Deconstructing Patterns: review by Nature

Visitors at the Deconstructing Patterns exhibition

Science writer and Nature editor Philip Ball explores ‘How poets and filmmakers construe complexity at the Crick Institute’.

‘This collaboration between the Crick’s scientists, established artists and young people from a community arts programme has created works inspired by what’s going on in the institute’s labs. As curator Bryony Benge-Abbott told me, the theme of patterns was chosen because a quest for order and regularity underlies the Crick’s research into various extremely complex systems. These range from genome-sequence analysis to Drosophila neurology and the development of the nematode worm Caenorhabditis elegans

‘Australian artist Helen Pynor — a biology graduate whose work explores, often viscerally, themes relating to living matter such as human organs — filmed Crick researcher Iris Salecker describing the development of the Drosophila neural circuitry for vision. Only Salecker’s hands and arms are visible, and there is no soundtrack to explain what we’re seeing. This silent, manual choreography is mesmerizingly beautiful. It also captures the eloquence and sophistication of the unconscious gesture — and the limitations of language alone for expressing scientific ideas…

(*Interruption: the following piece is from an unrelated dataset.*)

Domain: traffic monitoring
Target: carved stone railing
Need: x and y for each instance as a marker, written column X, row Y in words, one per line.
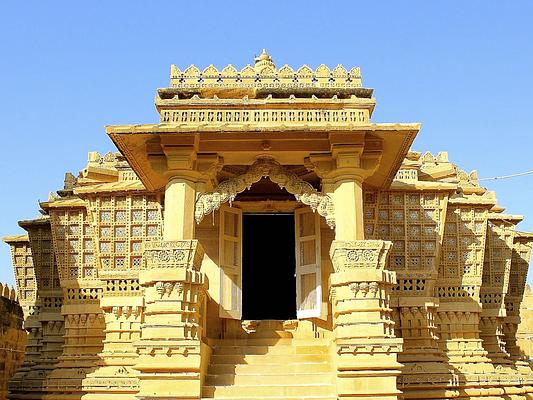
column 364, row 329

‘“The scientific story is about the movement of things in space, and hard to convey in words,” says Pynor. Salecker’s use of body and gesture, Pynor adds, “fills in some of the gaps, even metaphorically, between verbal language and spatial meaning”…

‘As Pynor notes, science does not take place in some abstracted universe where the observers have a disinterested distance from their subject. Instead, as she puts it, “the love of scientists for their subject, the presence of their own bodies in dialogue with the bodies they study, and … their aesthetic sensitivity, are all layered into their research”…

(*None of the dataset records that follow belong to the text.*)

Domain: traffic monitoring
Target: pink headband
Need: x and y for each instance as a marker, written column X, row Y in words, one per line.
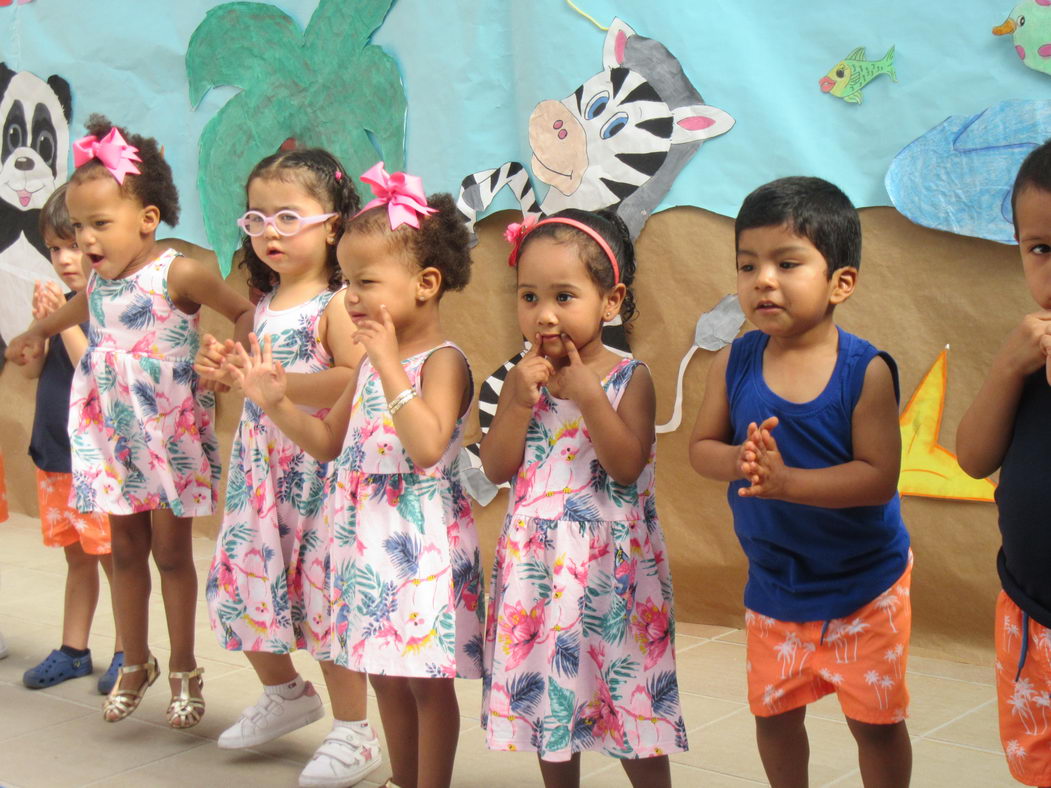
column 402, row 193
column 111, row 150
column 516, row 234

‘The exhibition also brought together award-winning poet Sarah Howe, sound artist Chu-Li Shewring and Greg Elgar, former head of the Crick’s Advanced Sequencing team…

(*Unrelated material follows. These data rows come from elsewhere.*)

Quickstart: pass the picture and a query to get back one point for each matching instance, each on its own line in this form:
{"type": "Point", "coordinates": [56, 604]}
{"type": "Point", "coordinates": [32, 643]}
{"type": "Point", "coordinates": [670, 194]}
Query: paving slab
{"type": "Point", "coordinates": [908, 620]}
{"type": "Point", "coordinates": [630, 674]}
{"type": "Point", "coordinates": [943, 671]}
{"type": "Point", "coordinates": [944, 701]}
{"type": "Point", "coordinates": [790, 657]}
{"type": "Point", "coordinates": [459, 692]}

‘“Alphabet of us, cipher deciding the exact moment genes flip on and where”, Howe’s poem begins. The words, fugitive in Shewring’s soundscape, suggest that representations of the genome are moving beyond the static, deterministic metaphors of a ‘book of life’. Shewring was keen to keep interpretation open and uncertain, aptly reflecting the dance between prescriptiveness and contingency in the dynamic unfolding of genetic information. As a first step towards a more sophisticated public image of the genome, I’ll settle for that.’